Musab Seyithan
Musab Seyithan Yaz Kursları; “Bizim Oğlan Bina Okur, Döner Bir Daha Okur” Konumundan Kurtarılmalıdır

Yaz Kursları; “Bizim Oğlan Bina Okur, Döner Bir Daha Okur” Konumundan Kurtarılmalıdır

Önümüzdeki Kurban bayramından sonra camilerde, vakıf ve derneklerde yaz kursları, dört ve altı haftalık süreleri kapsayacak şekilde başlayacaktır. Eğitimde süreklilik esastır. Resmi eğitim kurumlarındaki okullardan boşalan çocuklarımız, sivil kurumlarda verilen dini ağırlıklı eğitimle de dinleneceklerdir. Tatil, atalet değildir. Spor, gezi ve farklı eğitim türleriyle zihni canlı tutmak ve bu farklı eğitim türlerinde gezinirken de dinlenmektir.

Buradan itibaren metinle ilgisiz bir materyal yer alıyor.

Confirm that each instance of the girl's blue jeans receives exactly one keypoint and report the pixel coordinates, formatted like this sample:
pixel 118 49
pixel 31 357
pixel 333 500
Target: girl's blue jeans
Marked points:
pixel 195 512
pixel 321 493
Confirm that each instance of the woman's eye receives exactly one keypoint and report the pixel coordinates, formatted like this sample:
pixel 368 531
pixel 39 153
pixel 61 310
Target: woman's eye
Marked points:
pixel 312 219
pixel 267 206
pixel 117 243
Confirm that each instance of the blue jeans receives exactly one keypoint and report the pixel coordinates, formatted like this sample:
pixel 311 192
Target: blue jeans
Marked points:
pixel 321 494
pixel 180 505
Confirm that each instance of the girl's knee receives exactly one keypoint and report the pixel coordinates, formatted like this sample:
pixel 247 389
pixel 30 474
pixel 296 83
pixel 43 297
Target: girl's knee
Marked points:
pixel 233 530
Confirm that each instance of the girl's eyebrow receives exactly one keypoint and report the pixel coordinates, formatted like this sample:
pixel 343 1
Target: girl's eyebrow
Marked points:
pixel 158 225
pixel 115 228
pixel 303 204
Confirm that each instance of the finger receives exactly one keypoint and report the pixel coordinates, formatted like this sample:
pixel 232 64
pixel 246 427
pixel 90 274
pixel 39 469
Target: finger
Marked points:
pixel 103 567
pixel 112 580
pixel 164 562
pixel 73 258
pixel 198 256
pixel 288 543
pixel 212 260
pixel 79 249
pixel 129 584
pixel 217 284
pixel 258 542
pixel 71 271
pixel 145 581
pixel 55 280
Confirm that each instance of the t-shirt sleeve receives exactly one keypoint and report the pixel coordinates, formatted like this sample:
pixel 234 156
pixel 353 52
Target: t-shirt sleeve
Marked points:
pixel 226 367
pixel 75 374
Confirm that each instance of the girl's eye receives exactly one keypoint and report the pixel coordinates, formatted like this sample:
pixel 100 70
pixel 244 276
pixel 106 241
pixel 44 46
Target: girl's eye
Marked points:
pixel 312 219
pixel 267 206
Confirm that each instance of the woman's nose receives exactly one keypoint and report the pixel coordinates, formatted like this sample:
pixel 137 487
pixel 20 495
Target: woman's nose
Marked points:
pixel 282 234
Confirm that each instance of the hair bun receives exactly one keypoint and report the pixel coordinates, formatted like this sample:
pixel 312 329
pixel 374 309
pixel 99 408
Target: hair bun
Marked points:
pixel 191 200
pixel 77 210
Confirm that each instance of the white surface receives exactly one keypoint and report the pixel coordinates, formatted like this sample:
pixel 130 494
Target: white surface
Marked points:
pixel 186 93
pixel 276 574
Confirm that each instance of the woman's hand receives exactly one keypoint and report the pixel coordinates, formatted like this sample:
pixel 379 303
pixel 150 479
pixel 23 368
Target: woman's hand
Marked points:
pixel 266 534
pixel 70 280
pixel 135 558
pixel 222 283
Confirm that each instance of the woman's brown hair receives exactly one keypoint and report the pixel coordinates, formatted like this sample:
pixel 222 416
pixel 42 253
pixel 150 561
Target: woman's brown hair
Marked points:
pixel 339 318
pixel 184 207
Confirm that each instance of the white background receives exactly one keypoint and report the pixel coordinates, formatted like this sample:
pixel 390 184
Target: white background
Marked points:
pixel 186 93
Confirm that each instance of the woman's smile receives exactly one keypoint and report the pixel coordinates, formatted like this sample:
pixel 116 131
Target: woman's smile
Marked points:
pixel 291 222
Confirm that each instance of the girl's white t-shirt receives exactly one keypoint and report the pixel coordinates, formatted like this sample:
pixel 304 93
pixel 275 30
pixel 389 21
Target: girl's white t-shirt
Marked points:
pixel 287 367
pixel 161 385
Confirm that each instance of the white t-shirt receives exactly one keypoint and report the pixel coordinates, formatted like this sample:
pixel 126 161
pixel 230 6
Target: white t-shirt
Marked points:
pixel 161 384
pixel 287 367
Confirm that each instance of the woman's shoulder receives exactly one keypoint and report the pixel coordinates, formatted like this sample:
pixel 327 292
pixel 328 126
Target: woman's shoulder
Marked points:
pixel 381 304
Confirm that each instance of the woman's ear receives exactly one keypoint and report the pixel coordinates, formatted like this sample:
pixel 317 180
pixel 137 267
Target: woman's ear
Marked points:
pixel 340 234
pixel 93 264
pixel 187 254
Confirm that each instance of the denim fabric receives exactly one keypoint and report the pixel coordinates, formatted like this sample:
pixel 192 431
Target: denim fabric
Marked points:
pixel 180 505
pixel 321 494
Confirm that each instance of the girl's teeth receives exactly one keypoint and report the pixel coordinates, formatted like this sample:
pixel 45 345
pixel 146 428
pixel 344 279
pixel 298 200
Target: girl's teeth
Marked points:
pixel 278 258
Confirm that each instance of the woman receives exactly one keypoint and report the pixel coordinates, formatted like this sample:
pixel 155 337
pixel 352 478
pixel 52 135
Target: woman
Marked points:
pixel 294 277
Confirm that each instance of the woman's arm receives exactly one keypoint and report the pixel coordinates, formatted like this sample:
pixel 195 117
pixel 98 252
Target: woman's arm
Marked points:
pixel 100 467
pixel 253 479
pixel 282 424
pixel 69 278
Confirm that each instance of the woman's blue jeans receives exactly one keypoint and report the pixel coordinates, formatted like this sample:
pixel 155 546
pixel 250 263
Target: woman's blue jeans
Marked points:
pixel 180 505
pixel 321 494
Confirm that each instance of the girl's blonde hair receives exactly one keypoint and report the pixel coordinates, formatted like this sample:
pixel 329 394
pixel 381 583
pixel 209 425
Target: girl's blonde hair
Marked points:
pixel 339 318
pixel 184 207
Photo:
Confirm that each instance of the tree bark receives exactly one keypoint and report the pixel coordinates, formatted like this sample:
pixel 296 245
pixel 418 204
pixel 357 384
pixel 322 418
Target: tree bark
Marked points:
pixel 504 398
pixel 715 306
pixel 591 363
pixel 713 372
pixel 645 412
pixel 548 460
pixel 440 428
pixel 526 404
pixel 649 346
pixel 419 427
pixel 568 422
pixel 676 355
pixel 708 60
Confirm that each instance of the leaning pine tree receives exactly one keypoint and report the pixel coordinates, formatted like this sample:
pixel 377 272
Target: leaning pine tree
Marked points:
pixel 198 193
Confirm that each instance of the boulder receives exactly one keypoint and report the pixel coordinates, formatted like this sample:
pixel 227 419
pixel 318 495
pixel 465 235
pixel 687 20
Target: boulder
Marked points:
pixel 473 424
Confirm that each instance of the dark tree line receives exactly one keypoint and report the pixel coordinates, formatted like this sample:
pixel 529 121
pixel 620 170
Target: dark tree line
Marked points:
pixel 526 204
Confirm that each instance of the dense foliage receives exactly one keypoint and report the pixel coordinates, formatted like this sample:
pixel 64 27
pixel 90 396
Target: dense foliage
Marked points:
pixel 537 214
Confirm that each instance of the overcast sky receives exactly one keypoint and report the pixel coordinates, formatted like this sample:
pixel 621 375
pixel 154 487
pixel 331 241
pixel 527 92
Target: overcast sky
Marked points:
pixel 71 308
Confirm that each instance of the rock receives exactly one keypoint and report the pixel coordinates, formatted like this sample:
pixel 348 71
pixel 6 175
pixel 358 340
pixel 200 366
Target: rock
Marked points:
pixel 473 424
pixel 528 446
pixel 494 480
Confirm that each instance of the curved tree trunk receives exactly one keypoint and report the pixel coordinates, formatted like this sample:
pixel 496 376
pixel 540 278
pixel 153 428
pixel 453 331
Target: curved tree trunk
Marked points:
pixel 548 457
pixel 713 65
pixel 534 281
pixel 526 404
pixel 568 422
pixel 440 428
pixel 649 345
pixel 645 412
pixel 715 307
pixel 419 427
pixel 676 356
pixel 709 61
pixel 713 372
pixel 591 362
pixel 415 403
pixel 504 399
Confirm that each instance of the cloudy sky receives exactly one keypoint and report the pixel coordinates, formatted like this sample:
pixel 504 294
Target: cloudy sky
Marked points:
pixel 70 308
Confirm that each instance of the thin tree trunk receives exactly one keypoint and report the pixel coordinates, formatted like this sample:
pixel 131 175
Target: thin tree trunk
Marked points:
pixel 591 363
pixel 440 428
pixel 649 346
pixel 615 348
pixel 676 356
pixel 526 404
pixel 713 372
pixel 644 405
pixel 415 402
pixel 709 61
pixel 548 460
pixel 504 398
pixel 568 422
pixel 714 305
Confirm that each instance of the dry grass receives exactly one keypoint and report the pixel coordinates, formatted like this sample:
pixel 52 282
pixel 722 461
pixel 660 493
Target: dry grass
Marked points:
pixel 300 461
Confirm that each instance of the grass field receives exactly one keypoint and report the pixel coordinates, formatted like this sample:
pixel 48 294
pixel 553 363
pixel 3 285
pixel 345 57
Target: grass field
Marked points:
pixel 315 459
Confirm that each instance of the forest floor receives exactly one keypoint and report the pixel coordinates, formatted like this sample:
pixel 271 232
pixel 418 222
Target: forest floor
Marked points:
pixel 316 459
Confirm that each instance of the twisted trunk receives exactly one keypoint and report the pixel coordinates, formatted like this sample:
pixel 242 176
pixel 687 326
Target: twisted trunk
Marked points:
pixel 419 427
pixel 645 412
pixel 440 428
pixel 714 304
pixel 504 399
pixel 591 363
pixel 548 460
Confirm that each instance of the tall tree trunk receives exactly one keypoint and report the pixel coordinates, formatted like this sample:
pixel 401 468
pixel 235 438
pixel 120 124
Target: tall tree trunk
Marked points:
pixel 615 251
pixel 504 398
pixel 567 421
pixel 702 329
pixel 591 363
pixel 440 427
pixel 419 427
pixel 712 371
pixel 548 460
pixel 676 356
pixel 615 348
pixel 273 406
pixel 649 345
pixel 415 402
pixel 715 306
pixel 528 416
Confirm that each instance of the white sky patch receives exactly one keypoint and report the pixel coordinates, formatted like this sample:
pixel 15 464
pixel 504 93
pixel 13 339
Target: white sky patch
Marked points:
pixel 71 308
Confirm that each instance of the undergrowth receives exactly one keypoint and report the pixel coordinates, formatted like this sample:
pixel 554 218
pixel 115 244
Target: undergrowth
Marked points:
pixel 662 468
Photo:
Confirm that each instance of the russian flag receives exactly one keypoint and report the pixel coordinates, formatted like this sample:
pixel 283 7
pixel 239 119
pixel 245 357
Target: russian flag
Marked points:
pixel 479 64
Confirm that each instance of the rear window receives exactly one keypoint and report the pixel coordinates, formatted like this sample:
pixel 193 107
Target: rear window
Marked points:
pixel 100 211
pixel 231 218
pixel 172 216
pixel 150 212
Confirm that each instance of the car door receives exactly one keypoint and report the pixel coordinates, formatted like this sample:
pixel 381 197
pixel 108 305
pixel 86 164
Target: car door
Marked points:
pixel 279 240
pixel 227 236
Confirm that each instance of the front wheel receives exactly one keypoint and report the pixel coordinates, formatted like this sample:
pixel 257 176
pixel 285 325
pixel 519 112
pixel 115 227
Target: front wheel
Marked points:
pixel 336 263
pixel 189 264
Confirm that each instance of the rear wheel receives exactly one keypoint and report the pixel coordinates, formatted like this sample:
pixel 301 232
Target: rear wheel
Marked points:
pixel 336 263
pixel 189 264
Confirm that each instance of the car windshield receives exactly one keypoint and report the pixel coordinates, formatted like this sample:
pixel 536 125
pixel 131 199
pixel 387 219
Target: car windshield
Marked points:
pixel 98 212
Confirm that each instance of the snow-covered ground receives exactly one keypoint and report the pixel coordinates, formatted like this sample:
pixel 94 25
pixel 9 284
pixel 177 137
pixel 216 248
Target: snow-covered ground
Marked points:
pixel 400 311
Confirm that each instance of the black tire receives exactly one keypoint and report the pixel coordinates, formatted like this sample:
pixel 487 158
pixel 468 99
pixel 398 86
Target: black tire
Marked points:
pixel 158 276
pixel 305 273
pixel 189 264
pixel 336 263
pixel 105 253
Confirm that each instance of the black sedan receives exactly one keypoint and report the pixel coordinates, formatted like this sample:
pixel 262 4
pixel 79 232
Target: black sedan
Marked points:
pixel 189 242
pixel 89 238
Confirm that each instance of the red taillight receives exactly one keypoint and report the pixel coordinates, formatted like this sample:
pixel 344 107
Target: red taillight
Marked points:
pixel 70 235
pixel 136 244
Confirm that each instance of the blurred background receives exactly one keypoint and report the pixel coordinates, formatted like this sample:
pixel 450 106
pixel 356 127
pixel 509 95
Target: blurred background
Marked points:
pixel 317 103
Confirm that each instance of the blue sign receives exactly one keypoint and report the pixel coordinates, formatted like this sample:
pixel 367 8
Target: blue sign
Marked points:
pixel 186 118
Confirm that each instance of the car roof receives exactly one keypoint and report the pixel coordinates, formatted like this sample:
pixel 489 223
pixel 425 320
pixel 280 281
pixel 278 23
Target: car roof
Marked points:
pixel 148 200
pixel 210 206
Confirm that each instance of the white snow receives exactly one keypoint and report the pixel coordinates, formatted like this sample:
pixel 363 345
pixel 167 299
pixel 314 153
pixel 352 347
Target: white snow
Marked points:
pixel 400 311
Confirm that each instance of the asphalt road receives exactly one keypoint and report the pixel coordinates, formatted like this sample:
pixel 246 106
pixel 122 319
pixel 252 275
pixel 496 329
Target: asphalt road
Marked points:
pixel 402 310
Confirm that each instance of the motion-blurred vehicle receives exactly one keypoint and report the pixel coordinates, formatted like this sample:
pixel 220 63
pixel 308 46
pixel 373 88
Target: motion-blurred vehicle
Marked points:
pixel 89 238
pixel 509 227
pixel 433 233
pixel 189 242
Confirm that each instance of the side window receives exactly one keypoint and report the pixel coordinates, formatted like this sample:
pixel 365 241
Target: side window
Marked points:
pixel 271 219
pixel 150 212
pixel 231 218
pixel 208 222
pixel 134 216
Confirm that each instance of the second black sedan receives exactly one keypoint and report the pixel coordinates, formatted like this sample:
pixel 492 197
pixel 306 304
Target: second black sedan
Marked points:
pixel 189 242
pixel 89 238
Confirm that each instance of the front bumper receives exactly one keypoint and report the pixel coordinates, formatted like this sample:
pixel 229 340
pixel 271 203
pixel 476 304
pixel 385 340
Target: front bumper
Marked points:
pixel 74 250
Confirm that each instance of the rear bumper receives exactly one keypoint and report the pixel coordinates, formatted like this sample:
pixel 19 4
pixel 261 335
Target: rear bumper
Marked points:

Yeni dilde eğitim, eski dilde terbiye; hayatın her döneminde insanla var olan bir süreçtir. Belli bir dönemde başlayıp biten bir olay değildir. Terbiye, yükselen bir tertibe uygun olarak, eğitim ve öğretim faaliyetlerinde tedriciliğe dayanan bir planı gerektirir. Çocuk, halden hale, merhaleden merhaleye geçtikçe, eğitim ve öğretim faaliyetleri de değişir. Her dönemin kendine has özellikleri vardır. Çocukluk, gençlik ve olgunluk dönemlerini yaşayan insanın, bulunduğu konuma uygun metotlarla daha iyiye ve güzele ulaşması için eğitim ve öğretim faaliyeti ortaya konur.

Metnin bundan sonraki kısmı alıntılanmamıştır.